I was once witness to a spectacular but non-fatal and non-crippling crash. The sequence of events was shockingly clear in my mind. A careless driver was turning right into the road where I lived. He drove straight across the path of an oncoming motorcyclist who was certainly not speeding. I know he wasn't speeding because he didn't die when, after the impact, he was thrown off his bike and hurled against a wall.

I ran towards the victim, checked that he was okay (he actually tried to stand up), rang 999, and, perhaps foolishly, gave the police my name and address when they also turned up at the scene with the ambulance. Inevitably I was asked to give a statement and testify in court. At the hearing, after some confusion caused by my arriving at security in a three-piece suit and giving my name as “Counsell”, I went into the waiting room to discover I had been completely wrong about the colour and age of the driver and the colour of the motorcyclist. For all I remembered of their appearance, they might as well have been crash test dummies.

Fortunately for the feeble lawyer cross-examining them, the driver and his passenger girlfriend were deeply stupid. They had concocted a story about the incident that Jeffrey Archer would have scoffed at. No one thought to mention that the star witness couldn't have identified the driver in a line-up of Marilyn Monroe lookalikes. Her Majesty won.

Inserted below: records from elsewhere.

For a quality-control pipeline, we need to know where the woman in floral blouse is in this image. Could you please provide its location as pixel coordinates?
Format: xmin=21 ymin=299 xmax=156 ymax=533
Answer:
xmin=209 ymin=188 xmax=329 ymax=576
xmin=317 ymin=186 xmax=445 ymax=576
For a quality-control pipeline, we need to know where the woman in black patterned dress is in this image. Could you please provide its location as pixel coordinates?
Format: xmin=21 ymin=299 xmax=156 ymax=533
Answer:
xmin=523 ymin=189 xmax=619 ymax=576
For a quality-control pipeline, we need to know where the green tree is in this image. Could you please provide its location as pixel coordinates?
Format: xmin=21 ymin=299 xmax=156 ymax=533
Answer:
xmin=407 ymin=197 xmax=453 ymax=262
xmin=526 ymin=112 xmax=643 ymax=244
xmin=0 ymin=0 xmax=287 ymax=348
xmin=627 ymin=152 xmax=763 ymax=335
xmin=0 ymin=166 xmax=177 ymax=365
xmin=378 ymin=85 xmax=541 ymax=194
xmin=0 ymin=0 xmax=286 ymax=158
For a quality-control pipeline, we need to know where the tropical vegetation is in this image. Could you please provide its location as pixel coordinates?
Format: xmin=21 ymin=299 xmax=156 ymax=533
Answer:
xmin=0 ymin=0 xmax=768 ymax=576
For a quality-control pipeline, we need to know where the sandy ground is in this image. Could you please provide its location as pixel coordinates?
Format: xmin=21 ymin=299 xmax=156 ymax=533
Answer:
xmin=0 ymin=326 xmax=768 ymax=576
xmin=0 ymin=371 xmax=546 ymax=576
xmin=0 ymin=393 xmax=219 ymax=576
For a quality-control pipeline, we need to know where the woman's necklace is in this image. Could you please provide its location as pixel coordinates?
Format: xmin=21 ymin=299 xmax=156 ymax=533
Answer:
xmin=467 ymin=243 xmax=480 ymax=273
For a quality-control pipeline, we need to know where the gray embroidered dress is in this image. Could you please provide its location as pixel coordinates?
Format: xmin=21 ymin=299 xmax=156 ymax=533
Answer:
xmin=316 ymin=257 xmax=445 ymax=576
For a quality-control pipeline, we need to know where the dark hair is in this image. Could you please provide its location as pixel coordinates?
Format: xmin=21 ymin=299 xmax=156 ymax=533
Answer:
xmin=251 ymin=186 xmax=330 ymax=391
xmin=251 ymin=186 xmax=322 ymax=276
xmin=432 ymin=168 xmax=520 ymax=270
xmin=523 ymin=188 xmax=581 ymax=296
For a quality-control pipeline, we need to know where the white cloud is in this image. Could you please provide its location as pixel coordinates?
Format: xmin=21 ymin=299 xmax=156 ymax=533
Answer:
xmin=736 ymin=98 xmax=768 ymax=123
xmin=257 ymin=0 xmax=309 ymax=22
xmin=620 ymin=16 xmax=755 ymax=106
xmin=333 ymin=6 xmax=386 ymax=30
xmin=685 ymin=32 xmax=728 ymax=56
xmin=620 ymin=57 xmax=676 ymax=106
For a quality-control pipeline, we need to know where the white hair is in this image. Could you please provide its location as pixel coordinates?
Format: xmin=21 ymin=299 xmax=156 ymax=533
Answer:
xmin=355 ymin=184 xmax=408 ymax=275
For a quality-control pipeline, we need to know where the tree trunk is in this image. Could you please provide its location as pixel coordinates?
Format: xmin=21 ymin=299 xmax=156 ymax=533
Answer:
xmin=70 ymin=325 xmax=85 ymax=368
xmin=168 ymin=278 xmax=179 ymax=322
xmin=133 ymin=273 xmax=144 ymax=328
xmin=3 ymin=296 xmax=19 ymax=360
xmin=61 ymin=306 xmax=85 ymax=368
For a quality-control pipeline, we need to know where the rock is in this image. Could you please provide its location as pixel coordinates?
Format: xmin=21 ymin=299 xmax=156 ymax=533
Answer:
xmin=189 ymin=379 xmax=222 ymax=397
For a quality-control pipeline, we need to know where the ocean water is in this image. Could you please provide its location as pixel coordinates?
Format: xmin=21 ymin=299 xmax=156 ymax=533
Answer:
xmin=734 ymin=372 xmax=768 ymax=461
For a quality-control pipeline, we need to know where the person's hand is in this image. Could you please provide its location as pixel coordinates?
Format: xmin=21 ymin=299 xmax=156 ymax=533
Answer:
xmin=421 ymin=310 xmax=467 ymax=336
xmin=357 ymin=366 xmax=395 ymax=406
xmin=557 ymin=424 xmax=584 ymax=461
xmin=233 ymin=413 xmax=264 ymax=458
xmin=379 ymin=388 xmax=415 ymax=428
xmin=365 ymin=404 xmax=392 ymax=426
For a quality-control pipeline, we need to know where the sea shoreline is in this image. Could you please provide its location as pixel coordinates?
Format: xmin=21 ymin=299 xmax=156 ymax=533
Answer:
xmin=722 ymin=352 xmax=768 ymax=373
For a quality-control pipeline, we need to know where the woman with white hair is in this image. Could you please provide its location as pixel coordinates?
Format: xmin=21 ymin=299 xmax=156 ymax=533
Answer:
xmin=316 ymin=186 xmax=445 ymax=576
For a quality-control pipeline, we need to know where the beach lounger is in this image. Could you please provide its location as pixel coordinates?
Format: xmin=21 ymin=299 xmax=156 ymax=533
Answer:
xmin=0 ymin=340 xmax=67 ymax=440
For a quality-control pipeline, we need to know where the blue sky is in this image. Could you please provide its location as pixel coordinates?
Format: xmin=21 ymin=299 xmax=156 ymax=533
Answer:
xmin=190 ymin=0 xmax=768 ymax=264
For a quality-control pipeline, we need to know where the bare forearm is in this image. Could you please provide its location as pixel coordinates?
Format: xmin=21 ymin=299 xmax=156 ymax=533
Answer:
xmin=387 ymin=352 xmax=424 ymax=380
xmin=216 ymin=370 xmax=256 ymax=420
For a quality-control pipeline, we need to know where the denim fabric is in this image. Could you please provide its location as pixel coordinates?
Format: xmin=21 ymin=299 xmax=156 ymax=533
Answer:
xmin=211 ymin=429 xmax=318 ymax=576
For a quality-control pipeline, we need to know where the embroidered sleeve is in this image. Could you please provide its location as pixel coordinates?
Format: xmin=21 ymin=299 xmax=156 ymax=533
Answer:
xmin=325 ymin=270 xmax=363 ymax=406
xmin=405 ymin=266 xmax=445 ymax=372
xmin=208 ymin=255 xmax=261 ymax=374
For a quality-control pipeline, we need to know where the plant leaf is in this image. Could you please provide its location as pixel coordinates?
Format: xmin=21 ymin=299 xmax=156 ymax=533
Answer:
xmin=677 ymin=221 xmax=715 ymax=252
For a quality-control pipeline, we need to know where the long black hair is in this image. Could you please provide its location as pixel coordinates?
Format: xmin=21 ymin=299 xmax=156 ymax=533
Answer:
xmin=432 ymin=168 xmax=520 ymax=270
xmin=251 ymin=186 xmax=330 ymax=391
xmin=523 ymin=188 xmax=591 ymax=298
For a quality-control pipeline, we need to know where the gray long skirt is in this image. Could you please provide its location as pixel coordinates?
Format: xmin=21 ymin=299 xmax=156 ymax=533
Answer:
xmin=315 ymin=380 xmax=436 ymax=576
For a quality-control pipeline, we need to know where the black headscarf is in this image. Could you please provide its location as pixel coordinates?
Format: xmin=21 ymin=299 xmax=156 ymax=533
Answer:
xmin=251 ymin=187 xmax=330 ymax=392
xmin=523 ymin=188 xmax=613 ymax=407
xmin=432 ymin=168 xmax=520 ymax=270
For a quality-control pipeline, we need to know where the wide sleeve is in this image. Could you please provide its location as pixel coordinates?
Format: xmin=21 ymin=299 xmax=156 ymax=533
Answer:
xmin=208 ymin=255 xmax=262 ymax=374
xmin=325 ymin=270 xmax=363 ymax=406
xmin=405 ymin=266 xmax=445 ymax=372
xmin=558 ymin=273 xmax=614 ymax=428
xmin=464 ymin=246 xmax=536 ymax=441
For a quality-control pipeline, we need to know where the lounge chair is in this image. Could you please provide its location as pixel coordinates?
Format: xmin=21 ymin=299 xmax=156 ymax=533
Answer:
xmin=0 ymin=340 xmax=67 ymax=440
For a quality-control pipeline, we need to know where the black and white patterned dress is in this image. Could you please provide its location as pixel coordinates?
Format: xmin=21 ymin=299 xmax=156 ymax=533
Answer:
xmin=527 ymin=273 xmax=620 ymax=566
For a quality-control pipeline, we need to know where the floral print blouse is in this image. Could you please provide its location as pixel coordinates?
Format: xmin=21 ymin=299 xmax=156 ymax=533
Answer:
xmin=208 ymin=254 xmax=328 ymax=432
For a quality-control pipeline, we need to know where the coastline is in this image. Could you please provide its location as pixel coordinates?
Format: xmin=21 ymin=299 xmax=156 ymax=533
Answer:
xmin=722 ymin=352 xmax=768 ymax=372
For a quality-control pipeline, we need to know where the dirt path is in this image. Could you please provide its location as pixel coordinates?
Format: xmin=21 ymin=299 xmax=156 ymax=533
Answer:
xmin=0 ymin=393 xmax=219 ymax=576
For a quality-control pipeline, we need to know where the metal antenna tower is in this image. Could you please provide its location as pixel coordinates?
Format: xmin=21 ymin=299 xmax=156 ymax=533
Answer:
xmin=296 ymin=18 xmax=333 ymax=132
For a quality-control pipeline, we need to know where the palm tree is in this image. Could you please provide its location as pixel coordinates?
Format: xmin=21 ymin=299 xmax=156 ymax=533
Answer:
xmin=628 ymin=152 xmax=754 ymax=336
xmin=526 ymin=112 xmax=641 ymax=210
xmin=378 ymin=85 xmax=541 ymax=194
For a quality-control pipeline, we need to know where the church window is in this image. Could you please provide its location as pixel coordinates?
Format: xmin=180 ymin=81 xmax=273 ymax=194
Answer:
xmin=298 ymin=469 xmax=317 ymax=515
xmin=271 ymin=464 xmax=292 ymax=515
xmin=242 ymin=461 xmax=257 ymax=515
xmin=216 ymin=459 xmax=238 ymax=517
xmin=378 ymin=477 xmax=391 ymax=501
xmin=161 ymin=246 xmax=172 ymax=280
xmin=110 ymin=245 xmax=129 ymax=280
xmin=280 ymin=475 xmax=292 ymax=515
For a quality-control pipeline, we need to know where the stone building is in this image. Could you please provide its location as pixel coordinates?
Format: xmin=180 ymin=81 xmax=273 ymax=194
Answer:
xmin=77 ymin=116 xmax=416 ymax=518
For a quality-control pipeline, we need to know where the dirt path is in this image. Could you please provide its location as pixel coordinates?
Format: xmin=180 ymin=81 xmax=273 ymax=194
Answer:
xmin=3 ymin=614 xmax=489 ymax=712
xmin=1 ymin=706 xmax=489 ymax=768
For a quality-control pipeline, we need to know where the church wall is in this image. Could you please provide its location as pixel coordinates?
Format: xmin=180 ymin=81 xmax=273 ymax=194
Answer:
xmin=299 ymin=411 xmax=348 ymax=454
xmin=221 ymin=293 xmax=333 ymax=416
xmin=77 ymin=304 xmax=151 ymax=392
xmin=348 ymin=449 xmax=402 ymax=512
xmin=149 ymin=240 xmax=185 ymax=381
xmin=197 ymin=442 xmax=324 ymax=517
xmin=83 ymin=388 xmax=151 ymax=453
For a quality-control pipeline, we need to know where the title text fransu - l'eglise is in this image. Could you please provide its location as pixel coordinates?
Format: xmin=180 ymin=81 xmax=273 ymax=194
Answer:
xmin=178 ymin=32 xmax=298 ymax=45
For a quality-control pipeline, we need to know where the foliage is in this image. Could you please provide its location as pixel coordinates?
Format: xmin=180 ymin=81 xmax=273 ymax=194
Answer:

My first scientific job was with a group working on HIV. As well as studying a lot of immunology papers, I read plenty of academic work about sexual behaviour, and even visited the local STD clinic rather more often than a good Catholic boy ought to. Both of these activities were somehow more interesting than the pure biology, and, until we have a vaccine, changing people's sexual habits will also be more important to our controlling the spread of AIDS than the science. The United States government could have saved millions of dollars if they had accepted the conclusion of my research:

No one tells the truth about sex.

No one tells the truth about road accidents either. And they certainly don't tell the truth about sex during road accidents. [via Arts and Letters Daily]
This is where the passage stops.